Hacker News new | ask | show | jobs
by jesprenj 1265 days ago
Public science and art academy in my country recorded a lot of interviews on DAT digital tapes, which are now in the process if being digitised. The casette reader, however, does not report error metadata via any reasonable means, so it was modified a long time ago to report errors to an external device.

Wires are connected directly to the PCB of the casette player so that with the help of the external device, metadata about the errors when reading can be stored. But the external device (DATerr/DATerrMON/DATerrLOG) is ancient. It's not mentioned in Google's search results, luckily there was a copy of the printed manual somewhere.

It talks via RS-232 to a regular office computer from the ninetees running windows 95 to an application running in DOS mode.

It's time to modernize the setup, as currently the win95 PC's disk already failed and had to be replaced. Luckily the program works perfectly under DosBOX, but the environment has to be tweaked a bit (NumLock must be on, or the program hangs, etc :))

Edit: I said windows 93 instead of (probably) 95.

2 comments

>on DAT digital tapes, which are now in the process if being digitised.

DAT tapes are, as you mention, already storing digital data to begin with. Rather than "digitised", the data should be copied to modern storage as-is.

My guess (never worked with DAT) is what they have them in audio format, not DDS, which is digital but...

Judging on some cursory search[0] the only way to transfer the audio is to hook the drive through S/PDIF and play the whole tape. Looks like the ability to treat audio as the data (similar to the way we can treat AudioCDs as just a data disk filled with PCM) is rare and not quite the official [1]

[0] https://web.archive.org/web/20071007220855/http://homepage.n...

[1] https://web.archive.org/web/20071102094856/http://web.ncf.ca...

The drives with DDS support might be rare, but they're the only correct way to extract audio for preservation.

Open Source software exists[0] for the purpose.

0. https://github.com/andrew-taylor/read_dat

The other way - a DDS drive with DAT support.

Anyway, you now need to acquire such drive, get to @jesprenj institution, tell them they are doing it wrong, threw out the current setup, replace the drive and the 'recording' station....

With a 30 y.o. tech which is obsolete for 20 years it's all.. questionable.

I was told they are capturing digital data. But I have no idea how, I was just trying to make sense of the error stream coming from the hacked drive.

Next time I'll check if they use SPDIF or what.
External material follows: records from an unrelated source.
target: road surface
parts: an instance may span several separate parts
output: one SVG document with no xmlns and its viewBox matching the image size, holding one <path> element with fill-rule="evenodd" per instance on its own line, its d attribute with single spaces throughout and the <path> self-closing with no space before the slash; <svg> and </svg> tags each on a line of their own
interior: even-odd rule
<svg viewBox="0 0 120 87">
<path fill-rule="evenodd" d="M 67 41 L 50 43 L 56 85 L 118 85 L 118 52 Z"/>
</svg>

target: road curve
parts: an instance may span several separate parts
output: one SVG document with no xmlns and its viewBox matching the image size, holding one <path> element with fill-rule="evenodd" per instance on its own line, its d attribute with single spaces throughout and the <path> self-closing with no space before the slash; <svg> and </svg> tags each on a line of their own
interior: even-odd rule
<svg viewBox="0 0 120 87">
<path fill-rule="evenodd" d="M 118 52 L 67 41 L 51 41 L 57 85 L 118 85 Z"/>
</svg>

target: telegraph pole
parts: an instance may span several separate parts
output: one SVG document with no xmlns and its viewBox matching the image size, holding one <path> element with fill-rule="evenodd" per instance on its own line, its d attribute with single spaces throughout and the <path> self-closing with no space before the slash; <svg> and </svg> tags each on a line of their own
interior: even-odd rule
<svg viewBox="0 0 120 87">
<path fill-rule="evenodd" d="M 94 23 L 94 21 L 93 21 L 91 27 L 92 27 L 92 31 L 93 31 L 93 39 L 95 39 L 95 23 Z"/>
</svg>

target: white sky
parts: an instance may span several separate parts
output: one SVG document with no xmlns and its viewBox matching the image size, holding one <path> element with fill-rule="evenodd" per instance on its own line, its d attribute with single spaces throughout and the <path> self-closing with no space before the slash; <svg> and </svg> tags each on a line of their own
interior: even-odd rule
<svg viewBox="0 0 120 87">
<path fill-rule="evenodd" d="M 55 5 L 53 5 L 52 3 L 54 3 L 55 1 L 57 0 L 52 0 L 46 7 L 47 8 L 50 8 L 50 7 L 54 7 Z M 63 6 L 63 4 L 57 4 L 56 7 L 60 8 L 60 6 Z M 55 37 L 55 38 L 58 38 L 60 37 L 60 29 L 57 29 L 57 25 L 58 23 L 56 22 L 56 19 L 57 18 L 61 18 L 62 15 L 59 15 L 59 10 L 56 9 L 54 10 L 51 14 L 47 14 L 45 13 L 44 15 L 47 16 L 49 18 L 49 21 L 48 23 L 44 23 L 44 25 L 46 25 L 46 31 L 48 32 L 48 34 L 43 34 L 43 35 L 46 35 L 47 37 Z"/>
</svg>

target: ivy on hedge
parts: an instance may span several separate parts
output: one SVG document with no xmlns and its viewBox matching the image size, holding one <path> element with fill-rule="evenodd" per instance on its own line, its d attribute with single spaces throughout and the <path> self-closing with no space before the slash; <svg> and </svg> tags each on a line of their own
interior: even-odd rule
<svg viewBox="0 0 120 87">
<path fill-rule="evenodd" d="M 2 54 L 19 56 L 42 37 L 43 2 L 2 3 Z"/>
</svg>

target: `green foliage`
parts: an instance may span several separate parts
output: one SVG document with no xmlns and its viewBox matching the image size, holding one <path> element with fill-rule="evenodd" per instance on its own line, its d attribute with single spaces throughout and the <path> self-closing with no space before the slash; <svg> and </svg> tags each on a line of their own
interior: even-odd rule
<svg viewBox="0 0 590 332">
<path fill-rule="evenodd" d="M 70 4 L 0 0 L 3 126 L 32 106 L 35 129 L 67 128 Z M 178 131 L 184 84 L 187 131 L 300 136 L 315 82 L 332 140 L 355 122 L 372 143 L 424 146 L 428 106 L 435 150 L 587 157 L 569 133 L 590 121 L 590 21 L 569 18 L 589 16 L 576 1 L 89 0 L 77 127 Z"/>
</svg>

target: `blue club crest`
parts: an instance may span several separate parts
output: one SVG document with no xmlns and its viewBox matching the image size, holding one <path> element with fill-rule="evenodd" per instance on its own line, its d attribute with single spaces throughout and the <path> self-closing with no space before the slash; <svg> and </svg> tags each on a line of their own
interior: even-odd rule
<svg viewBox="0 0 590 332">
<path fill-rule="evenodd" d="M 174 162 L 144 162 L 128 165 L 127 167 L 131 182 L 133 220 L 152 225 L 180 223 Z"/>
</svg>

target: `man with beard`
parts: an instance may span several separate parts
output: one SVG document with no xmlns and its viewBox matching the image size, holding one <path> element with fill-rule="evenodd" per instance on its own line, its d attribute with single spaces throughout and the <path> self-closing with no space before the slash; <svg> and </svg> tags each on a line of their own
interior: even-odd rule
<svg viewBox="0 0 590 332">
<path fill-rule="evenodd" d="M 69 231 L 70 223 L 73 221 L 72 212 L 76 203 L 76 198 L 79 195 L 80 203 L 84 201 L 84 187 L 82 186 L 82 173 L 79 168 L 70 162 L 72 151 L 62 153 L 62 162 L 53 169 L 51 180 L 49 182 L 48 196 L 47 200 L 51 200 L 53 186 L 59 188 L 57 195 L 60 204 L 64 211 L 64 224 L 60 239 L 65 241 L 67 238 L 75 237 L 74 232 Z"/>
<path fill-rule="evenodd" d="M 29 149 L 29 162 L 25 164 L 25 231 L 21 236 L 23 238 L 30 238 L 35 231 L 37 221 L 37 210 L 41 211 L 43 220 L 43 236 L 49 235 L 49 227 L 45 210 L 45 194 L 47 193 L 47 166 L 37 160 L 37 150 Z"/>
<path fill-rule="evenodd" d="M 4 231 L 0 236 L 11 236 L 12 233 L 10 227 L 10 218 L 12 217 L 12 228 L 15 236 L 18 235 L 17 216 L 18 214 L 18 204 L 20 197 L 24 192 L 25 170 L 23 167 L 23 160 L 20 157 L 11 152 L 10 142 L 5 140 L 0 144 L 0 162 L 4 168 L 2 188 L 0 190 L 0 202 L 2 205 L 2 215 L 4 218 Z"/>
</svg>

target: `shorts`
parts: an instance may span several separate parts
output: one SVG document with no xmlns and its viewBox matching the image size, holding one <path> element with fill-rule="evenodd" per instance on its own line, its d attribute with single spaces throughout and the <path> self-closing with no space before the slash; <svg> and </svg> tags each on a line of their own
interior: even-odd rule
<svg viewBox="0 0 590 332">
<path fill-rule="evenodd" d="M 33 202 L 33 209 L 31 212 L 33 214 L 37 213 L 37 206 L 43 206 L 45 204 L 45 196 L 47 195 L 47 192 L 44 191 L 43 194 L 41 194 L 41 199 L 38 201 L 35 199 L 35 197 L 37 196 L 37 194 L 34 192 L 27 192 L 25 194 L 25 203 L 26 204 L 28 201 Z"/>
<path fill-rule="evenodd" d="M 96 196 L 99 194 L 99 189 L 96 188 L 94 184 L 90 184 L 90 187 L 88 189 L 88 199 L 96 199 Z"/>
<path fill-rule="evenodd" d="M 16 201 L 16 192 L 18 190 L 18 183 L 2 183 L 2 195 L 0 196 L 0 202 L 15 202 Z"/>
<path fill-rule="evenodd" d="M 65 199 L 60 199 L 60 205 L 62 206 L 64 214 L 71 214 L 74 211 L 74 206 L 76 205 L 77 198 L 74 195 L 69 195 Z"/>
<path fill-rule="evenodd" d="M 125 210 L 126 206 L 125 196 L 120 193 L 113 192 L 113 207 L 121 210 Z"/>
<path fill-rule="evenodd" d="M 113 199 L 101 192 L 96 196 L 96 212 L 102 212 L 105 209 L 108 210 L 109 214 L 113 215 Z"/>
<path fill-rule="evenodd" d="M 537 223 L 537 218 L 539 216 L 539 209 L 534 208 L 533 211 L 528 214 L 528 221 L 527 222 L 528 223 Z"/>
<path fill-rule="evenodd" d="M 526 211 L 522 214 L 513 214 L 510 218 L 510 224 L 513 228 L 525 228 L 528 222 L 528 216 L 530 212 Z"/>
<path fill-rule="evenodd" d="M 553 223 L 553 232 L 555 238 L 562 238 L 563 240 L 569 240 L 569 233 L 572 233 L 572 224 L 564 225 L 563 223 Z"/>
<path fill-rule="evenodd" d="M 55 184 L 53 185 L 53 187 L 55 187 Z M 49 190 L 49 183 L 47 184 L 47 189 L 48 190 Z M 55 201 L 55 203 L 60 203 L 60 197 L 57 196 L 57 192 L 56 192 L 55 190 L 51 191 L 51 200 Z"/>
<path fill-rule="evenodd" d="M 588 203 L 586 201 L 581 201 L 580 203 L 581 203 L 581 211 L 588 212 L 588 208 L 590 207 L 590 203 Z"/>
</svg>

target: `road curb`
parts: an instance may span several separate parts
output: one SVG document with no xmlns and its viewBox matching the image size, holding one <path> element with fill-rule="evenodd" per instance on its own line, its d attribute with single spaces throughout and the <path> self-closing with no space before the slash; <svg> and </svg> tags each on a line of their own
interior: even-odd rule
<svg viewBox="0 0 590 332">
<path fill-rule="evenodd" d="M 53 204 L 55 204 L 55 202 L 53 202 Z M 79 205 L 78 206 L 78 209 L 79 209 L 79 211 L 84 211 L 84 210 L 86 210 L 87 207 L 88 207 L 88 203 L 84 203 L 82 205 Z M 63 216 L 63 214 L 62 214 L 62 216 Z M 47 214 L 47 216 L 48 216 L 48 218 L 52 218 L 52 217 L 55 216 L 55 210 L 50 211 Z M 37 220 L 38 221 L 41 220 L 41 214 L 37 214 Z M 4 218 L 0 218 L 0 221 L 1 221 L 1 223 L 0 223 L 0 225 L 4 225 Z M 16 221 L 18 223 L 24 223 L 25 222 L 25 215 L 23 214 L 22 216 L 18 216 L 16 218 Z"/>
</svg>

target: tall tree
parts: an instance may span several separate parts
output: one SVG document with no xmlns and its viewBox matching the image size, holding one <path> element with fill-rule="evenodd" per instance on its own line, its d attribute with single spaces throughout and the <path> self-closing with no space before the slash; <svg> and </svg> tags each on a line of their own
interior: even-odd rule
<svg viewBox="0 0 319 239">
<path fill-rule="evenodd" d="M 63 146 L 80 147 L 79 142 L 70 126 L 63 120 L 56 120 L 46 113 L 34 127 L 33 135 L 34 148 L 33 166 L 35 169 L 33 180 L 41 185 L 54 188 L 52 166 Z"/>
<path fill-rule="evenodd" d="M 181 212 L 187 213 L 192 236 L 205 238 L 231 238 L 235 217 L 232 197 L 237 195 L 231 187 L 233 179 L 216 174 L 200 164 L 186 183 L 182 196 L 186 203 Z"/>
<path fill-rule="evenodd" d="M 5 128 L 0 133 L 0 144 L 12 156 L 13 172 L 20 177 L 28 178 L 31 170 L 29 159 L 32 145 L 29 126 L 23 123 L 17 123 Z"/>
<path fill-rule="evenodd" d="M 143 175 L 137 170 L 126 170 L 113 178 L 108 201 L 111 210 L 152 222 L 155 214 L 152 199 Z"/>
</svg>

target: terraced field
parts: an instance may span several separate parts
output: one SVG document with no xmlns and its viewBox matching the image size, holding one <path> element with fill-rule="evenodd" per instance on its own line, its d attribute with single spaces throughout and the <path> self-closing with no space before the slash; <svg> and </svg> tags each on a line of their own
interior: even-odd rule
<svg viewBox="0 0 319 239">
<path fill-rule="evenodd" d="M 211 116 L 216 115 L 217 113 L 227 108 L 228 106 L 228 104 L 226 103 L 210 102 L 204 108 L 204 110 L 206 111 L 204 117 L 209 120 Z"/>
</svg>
But the drive is a consumer-grade Sony. Shame I didn't take note of the model.

When I was there, I saw that they played the tape at regular speed, not slower or faster. The drive's time counter was steadily increasing.
Reading the quoted sentence really is weird (:
Are you sure you mean windows 93?

Not, say, 95?

Lol, perhaps I got it confused with the website https://en.wikipedia.org/wiki/Windows_93

I have a disk dump on my server. This is worth checking.